If you are simply trying to show, for example, that your personal preference is to have a short press of "Stop" stop the VCR, and a long press of "Stop" eject the cassette (an LKP I personally use), I assign the "short" function to the button directly, and the "long" function to the x-shifted button (which is, after all, just a fancy way of giving a name to an otherwise "phantom" button).

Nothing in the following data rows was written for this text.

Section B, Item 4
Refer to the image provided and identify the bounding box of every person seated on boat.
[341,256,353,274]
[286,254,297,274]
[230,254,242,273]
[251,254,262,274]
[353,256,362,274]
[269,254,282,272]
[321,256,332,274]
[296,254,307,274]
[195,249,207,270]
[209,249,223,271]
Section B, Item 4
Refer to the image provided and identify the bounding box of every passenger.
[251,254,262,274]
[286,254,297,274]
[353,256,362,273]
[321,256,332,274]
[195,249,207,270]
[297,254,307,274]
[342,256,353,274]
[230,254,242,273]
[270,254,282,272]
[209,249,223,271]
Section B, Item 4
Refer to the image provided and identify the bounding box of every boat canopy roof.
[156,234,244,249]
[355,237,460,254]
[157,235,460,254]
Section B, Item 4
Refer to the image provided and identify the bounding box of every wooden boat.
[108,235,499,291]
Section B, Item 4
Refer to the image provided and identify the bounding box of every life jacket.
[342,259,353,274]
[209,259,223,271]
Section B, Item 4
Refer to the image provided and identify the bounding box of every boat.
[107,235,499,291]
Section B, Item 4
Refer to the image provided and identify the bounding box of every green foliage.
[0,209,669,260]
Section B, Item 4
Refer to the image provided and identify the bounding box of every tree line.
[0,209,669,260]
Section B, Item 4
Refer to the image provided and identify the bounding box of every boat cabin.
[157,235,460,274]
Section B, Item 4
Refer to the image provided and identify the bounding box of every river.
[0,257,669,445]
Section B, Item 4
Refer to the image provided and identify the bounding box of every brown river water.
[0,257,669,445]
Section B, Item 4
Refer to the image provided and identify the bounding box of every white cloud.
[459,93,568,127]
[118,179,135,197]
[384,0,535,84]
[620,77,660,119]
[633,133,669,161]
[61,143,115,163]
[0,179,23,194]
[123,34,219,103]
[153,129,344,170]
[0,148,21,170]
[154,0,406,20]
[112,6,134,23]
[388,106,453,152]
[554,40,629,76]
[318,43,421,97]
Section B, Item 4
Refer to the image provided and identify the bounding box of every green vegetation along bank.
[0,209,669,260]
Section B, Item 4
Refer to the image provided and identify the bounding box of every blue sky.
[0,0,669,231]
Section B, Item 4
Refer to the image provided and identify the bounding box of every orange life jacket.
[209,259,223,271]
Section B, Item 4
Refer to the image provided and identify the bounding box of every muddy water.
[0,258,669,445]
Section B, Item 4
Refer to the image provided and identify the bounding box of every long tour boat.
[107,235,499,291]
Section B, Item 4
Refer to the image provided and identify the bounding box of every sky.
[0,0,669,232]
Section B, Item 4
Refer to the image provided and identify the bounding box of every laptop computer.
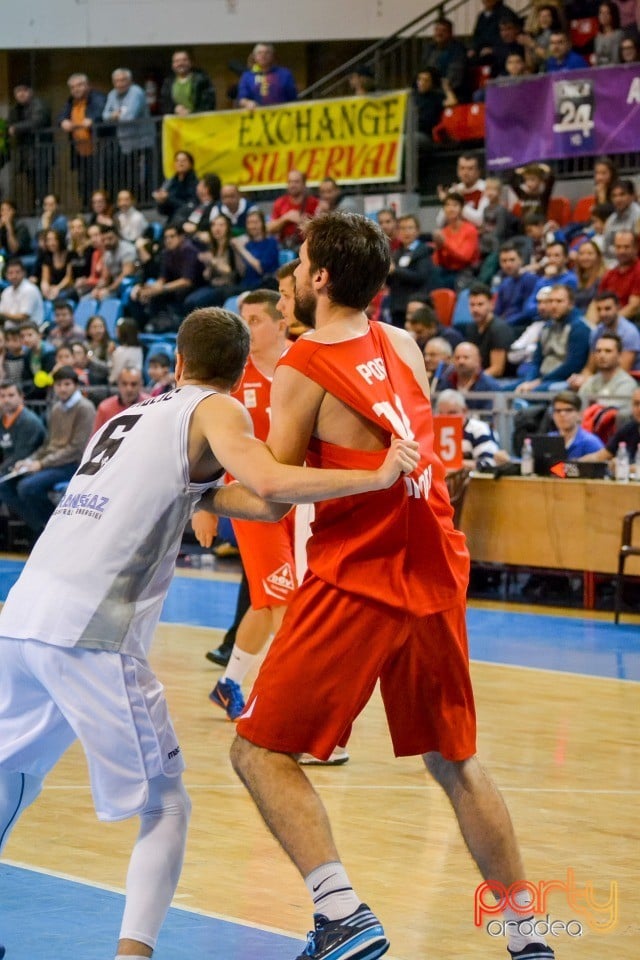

I do this IN THE RM UPGRADE.
Then I build the LKP on "VCR/Stop" in IR as follows:
Short=shift-Stop (uses shift-cloaking to access the "underlying" Stop function);
Long= x-shift-Stop (executes "eject")
or, to put it more generically, in RM:
Assign "short" functions to the primary button, and
assign "Long" functions to the x-shifted version of that button.
Put a note in the upgrade "notes" section stating this is how you structure the LKP function "partnerships" in IR, i.e. wherever you have an "x-shifted" button assigned as a keymove, you access it via an LKP.
Meanwhile, you have the two functions you want "sharing" one button clearly assigned to that precise button in your RM upgrade.
Of course, you still have to BUILD the LKP in IR, but the relationship between the two functions you describe is shown and explained in your upgrade file with a SINGLE NOTE, rather a bunch of notes trying to connect various phantom button assignments with various other function assignnments as "partnered" via LKP.
Another example where I have used this technique is with a CD changer, where number function "X" is assigned to the corresponding basic number button, and the "disc X" function is assigned to the "x-shifted" number button. Then the LKPs are trivial to build in IR, as the "special relationship" between the two functions associated to one button is already predefined in the imported RM upgrade.
Of course, this presumes you're using the extender. Otherwise, the "x-shifted" column of buttons won't appear in RM
But since this post is in the "extender" section, and MOST LKP protocols are designed to work only with extenders, I think I'm on safe ground here assuming that. 8)
P.S. Before the advent of RM, in which you can predefine keymoves to "x-shifted" buttons, I did this in KM, but had to use only "shifted" rather than "x-shifted" buttons, so that created an extra hassle in IR where I had to take every imported "shifted" keymove from the KM upgrade that I wanted to do this on, and edit it in IR to be an "x-shifted" keymove.